The Life and Art of Krystiana Robb-Narbutt (1945-2006)

Monday Apr 28, 2014 7:00pm
Discussion

Presented by YIVO, the Polish Cultural Institute New York, and The Emanuel Ringelblum Jewish Historical Institute Warsaw.

A special thank you to Bartek Remisko for initiating and collaborating on this project with YIVO.

Listen to the audio


Born in Warsaw after World War II, Polish Jewish artist Krystiana Robb-Narbutt created unique, genre-defying art. But for years Robb-Narbutt's work was dominated by loss. Drawing the same motif again and again of a tombstone or an ominous mountain, Robb-Narbutt used her art to try and come to terms with the horror of the Holocaust and her own personal tragedy of losing family in the war. How did Robb-Narbutt's Polish Jewish identity impact her work? How do we understand Robb-Narbutt's art? In this program art historian Marek Bartelik, art critic Dorota Jarecka, and artist Wanda Siedlecka discussed Robb-Narbutt's life, her compulsive exploration of her Jewishness through her work, and new approaches to understanding her art.


About the Participants

Marek Bartelik was born in Olsztyn, Poland, and in 1985 moved to the United States, where he currently resides. He holds a Master of Science degree in Civil Engineering from Columbia University and a PhD in Art History from the Graduate Center of the City University of New York. He has been teaching modern and contemporary art at the Cooper Union for the Advancement of Science and Art in New York since 1996. He has also been a Visiting Professor at Yale and MIT. Professor Bartelik is a Graduate Critic-in-Residence at the Maryland Institute College of Art in Baltimore. He has lectured nationally and internationally at, among other places, MoMA in New York and the Boston Museum of Art in Boston, the Polish Academy of Science in Warsaw, the Municipal Museum in The Hague, the Museo National de Bellas Artes in Buenos Aires, and the Pinacoteca in São Paulo. He is a regular contributor to Artforum International, for which he wrote reviews from over twenty countries on five continents.

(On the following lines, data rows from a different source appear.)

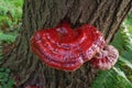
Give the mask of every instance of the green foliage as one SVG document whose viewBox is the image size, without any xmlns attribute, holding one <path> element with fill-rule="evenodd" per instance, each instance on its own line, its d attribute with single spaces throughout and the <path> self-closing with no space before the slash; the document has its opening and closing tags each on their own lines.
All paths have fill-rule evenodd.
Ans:
<svg viewBox="0 0 132 88">
<path fill-rule="evenodd" d="M 21 22 L 23 0 L 0 0 L 0 29 Z"/>
<path fill-rule="evenodd" d="M 0 0 L 0 61 L 2 43 L 14 42 L 21 26 L 23 0 Z M 1 63 L 1 62 L 0 62 Z M 9 68 L 0 67 L 0 88 L 14 88 Z"/>
<path fill-rule="evenodd" d="M 116 34 L 112 45 L 119 50 L 116 67 L 100 72 L 92 88 L 132 88 L 132 12 Z"/>
<path fill-rule="evenodd" d="M 0 68 L 0 88 L 13 88 L 13 79 L 9 77 L 10 69 Z"/>
</svg>

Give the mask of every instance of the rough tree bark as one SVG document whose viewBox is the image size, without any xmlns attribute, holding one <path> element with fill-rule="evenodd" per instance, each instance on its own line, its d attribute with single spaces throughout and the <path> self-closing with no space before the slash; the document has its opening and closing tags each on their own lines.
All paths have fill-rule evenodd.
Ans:
<svg viewBox="0 0 132 88">
<path fill-rule="evenodd" d="M 110 43 L 132 8 L 131 0 L 25 0 L 23 31 L 14 47 L 4 55 L 2 67 L 9 67 L 21 88 L 90 88 L 97 70 L 88 63 L 76 72 L 63 72 L 45 66 L 30 50 L 30 37 L 43 28 L 53 28 L 69 20 L 74 28 L 85 23 L 97 26 Z"/>
</svg>

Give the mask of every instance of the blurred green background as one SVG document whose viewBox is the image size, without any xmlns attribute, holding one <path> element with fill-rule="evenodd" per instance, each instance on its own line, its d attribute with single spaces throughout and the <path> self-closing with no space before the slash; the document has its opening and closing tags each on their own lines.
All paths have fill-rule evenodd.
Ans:
<svg viewBox="0 0 132 88">
<path fill-rule="evenodd" d="M 23 0 L 0 0 L 0 61 L 4 59 L 2 47 L 12 44 L 21 31 L 22 6 Z M 91 88 L 132 88 L 132 12 L 111 44 L 120 52 L 119 62 L 110 70 L 100 70 Z M 13 88 L 10 74 L 0 67 L 0 88 Z"/>
</svg>

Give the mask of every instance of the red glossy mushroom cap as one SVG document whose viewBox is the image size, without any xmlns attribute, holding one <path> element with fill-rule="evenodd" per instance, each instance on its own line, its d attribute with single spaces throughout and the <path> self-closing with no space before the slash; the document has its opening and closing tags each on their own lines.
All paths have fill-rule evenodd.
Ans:
<svg viewBox="0 0 132 88">
<path fill-rule="evenodd" d="M 119 57 L 119 52 L 112 46 L 107 45 L 105 50 L 100 51 L 91 61 L 95 68 L 107 70 L 113 67 Z"/>
<path fill-rule="evenodd" d="M 31 38 L 32 51 L 47 66 L 75 70 L 103 48 L 101 33 L 91 25 L 70 29 L 68 23 L 61 23 L 53 29 L 43 29 Z"/>
</svg>

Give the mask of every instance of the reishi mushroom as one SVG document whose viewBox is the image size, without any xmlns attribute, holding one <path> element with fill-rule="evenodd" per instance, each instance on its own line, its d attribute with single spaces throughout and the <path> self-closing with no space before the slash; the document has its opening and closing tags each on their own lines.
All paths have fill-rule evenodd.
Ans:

Irena Grudzinska Gross (Moderator) is Associate Research Scholar and Lecturer in the department of Slavic Studies at Princeton University, where her research focuses on European intellectual history and literature. She has also held academic appointments at the Polish Academy of Science, Boston University, and New York University. Professor Gross has authored or edited numerous books in Polish and English, including The Scar of Revolution: Custine, Tocqueville, and the Romantic Imagination (University of California Press) and Czeslaw Milosz and Joseph Brodsky: Fellowship of Poets (Yale University Press). She is currently at work on a book on issues of war, violence, and nation-state ideologies in 20th century East-Central Europe, which draws on the poetry of Czeslaw Milosz.

Dorota Jarecka is an art critic and art historian based in Warsaw. From 1996 to 2012 she was a full-time journalist at the leading Polish daily newspaper “Gazeta Wyborcza.” Since 2012 she has been a freelance writer, contributing to “Gazeta Wyborcza.” She organized the “Critics and Critics” program and the art writing workshop, both at the Museum of Modern Art in Warsaw in 2011-12. The following year she ran the series "Marxism and Art," also at the Museum of Modern Art, in cooperation with Warsaw University. She was co-curator, with Barbara Piwowarska, of the show “Erna Rosenstein. I Can Repeat Only Unconsciously” at the Foksal Gallery Foundation in Warsaw in 2011. She is also co-editor, with Wanda Siedlecka, of the publication Krystiana Robb-Narbutt. Drawings, Objects, Studio (Krystiana Robb-Narbutt Foundation and Zachęta National Gallery of Art, Warsaw) and the author of the book Let it be. Dorota Jarecka talks to Anda Rottenberg (Wydawnictwo Krytyki Politycznej). She is a member of Obywatelskie Forum Sztuki Współczesnej (Citizens Forum for Contemporary Art) and the International Association of Art Critics. In 2012 she received the Jerzy Stajuda Prize for Art Criticism.

Wanda Siedlecka is an artist and a designer. After graduating from the Academy of Fine Arts in Warsaw, Poland, she worked as a director of a non-profit gallery, curated shows and wrote catalog essays. Since 1982 she has lived in New York where she worked as a designer for book publishers. She runs The Painters, a non-profit Gallery in Upstate New York. She is co-editor, with Dorota Jarecka, of the publication Krystiana Robb-Narbutt. Drawings, Objects, Studio (Krystiana Robb-Narbutt Foundation and Zachęta National Gallery of Art).